The question is $f(x)=(x-2)^{2} +1, [a,b]=1,3,$ find the lower sum with $n=3.$

Here is my attempt: $\sum_{1}^{3}$, by Riemann's definition: $\Delta x= (b-a)/n,$ so our $\Delta\,x$ is $2/3.$ $x*k= a+\Delta\,x*k= 2/3k+1$ for $k\in \{0,1,2,3\}$ according to my book, why does it include 0 is my question?

So I have my $\Delta x$ and my $x∗k.$ Now I have to check where the function given is decreasing and increasing on the intervals given, correct?

So my 3 sub intervals are $[1,5/3]$ and $[5/3,7/3]$ and $[7/3,3]$

If I plug $1$ in $(x-2)^{2} +1$ I get $2,$ plugging in $5/3$ I get $10/9.$ so It appears from $[1,5/3]$ we are decreasing. So for this first interval my lower sum is 5/3.

Next interval is from $[5/3,7/3]$. Plugging in $5/3$ I get $10/9.$ Plugging in $7/3$ I get $10/9.$ In this interval I have no lower sum, so I add the two and divide by 2, giving me a lower sum of 2.
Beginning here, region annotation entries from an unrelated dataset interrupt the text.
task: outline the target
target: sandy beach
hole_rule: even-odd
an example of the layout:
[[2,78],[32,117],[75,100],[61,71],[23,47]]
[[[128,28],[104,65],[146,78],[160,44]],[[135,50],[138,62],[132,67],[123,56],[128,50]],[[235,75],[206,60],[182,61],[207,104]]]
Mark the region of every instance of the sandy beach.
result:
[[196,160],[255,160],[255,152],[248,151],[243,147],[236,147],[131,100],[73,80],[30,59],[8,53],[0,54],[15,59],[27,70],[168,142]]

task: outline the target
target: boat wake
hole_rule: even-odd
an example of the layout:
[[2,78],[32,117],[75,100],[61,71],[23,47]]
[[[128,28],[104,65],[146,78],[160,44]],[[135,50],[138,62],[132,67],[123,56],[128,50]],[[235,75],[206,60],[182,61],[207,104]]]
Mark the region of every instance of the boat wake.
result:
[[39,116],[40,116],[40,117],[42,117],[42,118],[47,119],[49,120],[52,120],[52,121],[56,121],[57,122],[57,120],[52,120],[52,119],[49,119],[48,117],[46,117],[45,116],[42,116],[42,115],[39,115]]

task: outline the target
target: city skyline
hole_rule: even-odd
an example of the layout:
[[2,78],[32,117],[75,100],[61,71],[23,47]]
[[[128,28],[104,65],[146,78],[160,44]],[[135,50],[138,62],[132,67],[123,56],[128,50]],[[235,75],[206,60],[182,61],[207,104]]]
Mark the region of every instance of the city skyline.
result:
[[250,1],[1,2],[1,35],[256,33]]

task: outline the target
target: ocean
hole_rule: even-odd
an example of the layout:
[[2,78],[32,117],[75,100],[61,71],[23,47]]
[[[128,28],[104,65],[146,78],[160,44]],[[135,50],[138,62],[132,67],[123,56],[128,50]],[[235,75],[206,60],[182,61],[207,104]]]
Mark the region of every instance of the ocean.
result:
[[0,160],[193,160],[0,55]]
Final interval is from $[7/3,3]$.Plugging in $7/3$ I get $10/9.$ Plugging in $3$ I get $2.$ In this interval the lower sum is 7/3.
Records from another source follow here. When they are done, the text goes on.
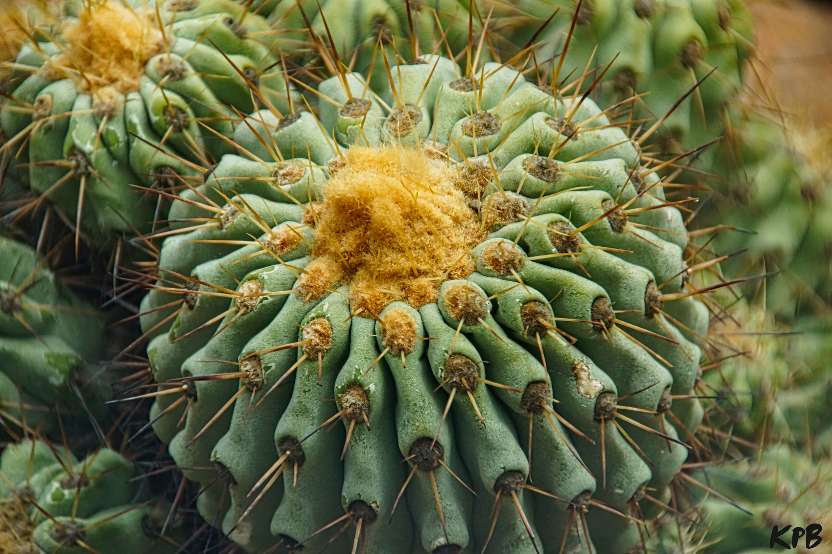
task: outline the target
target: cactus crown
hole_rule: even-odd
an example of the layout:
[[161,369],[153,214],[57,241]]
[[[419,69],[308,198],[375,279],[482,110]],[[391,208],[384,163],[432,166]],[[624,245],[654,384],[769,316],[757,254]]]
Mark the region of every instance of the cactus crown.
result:
[[133,10],[114,0],[91,2],[66,25],[64,53],[46,61],[54,80],[70,78],[89,94],[112,86],[121,94],[139,90],[145,65],[165,51],[152,11]]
Now here is where I get lost. The answer according to me text is 2/3*(((5/3 -2)^2 +1) +((2-2)^2 +1) + ((7/3 -2)^2 +1)). So what I understand what they did is they expanded the summation 3 times, I get that.

They plugged x as the lower for each expansion, ie. 5/3 for the first expansion, 2 for the secound expansion, and 7/3 for the last expansion. I get this.

Then they multiplied the whole thing by $\Delta x$

My main concern is where did we use 2/3K +1. What was the point of even figuring this out, wouldn't we have been fine with just $\Delta x$. I thought we would plug in 2/3K +1 where x is in each expansion like right/left sums.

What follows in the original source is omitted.